La vita chiama e Cornell ti ricorda che “the shape the things are come”, lascia che le cose prendano la loro forma e non guardare fuori per orientarti è presto….. ma ascoltati e innamorati non te ne pentirai. Un rischio? Un terremoto! The end of the line the end of the line!!! Si devi gestire le leggi le regole per diventare maestro di te stesso! Si ti trema la mano mentre bevi il caffè….

https://youtu.be/e4yo0HiI4eM

Tradire

Un bel tema in un clima generale animato da scandali e dove tutto scandalizza mentre tutto è permesso, sarebbe una ipocrisia istituzionale in un altro tema “rappresentarsi”. Ogni presidente degli Stati Uniti è accompagnato da scandali, perché non prendere esempio e così in un trentennio siamo da cinema anche qua!

Ma torniamo a Giuda che non funziona nemmeno più come offesa e dove il tradimento nella coppia è un dovere di partito perché coppie per amore è da verifica dopo un ciclo di cinque sei anni a professionisti se non si vuol sclerare. Non è una crisi istituzionale è una crisi di consapevolezza e politica perchè nessuno offre garanzie esterne ne esempi ma un conflitto non ancora soluto dalla storia tra dovere e valore!
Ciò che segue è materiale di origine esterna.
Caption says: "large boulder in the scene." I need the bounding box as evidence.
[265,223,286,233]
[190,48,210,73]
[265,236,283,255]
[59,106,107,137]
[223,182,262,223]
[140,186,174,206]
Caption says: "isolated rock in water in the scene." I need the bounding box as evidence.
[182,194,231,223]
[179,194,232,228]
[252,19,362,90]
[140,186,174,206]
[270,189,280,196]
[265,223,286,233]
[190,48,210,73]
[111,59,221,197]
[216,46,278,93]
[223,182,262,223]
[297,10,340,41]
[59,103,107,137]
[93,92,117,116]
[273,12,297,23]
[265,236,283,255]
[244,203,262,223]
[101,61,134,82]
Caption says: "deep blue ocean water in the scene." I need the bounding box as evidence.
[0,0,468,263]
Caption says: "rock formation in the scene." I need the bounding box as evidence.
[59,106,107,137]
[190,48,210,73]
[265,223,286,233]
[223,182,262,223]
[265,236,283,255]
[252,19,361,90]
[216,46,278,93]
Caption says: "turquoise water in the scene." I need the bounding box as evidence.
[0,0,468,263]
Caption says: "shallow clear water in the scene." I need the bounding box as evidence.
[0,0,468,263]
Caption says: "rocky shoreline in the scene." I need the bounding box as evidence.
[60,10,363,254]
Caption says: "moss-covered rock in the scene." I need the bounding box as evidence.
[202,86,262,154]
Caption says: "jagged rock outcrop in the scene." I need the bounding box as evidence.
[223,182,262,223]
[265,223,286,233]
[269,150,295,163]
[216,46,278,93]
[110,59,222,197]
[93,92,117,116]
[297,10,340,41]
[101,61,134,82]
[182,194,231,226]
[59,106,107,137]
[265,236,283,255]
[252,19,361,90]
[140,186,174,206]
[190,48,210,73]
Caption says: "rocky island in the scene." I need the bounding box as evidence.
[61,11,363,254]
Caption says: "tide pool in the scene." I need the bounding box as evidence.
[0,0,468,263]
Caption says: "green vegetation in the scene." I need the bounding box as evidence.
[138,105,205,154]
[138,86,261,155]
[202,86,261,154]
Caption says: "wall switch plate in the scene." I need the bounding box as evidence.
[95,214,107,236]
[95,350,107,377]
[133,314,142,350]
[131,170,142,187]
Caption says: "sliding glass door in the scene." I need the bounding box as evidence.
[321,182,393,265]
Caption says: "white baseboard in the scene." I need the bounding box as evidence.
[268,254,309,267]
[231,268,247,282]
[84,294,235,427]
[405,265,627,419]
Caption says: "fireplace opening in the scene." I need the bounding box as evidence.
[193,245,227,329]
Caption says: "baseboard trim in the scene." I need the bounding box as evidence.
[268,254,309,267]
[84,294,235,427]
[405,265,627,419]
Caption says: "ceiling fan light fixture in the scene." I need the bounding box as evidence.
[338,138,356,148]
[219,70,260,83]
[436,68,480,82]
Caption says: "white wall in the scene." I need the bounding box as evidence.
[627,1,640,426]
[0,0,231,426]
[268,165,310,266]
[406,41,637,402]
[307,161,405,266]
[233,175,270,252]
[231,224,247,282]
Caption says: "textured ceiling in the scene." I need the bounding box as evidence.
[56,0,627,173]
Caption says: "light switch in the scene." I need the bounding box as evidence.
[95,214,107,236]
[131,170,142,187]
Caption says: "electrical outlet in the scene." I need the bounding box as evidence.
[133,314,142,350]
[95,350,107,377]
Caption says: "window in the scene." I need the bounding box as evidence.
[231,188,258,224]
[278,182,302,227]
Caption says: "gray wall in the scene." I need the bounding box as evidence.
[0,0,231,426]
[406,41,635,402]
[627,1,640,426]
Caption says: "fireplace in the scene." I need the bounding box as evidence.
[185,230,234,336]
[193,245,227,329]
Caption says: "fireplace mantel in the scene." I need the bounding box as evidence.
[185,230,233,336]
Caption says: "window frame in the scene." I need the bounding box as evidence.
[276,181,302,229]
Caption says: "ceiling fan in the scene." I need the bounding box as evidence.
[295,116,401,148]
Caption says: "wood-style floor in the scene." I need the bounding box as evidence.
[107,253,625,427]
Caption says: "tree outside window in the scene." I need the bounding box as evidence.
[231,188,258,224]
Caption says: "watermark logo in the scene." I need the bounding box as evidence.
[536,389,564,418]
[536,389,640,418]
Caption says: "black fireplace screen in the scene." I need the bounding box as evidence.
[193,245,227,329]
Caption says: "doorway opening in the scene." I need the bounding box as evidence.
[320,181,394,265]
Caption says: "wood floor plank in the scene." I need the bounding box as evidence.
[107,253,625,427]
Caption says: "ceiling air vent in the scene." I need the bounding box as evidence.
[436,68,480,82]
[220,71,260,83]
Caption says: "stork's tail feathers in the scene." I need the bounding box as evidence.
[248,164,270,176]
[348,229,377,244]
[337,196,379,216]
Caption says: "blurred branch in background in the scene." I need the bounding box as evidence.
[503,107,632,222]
Non la risolvi accolandoti una istituzione.

Quindi il teatro del becero è una clamorosa opera al nero pure cattolico anzi ci pensa l’Islam sui gommoni e così ci cucchiamo un bell inquinamento a tutto tondo a cominciare dai sentimenti. Ti buttano nel cesso per due chiacchiere e una umanità condita di falsità mentre porto a spasso il cane perché per un briciolo d amore potrei vendere l’anima al diavolo, questo grande contenitore intellettuale ultima spiaggia a Cuba libre. Nemmeno A-mort che a leggere la Bibbia pure le corna esigono un permesso direbbe a posteriori Giobbe, che a quanto pare non la covava ma l’han preso di mira. Intanto per un reddito che sa di disoccupazione dobbiamo farci insultare da Brunetta e Berlusconi, ci rendiamo conto …..?Mi pare di no. E allora vai con lo schifo!

Tradire cosa? E per chi? Un dramma della legge camminare a fianco le strisce (la libertà un doveroso pericolo?!) Quindi si può tradire o no? Il tradimento a me pare un giudizio a posteriori perché mentre ami la legge dove è?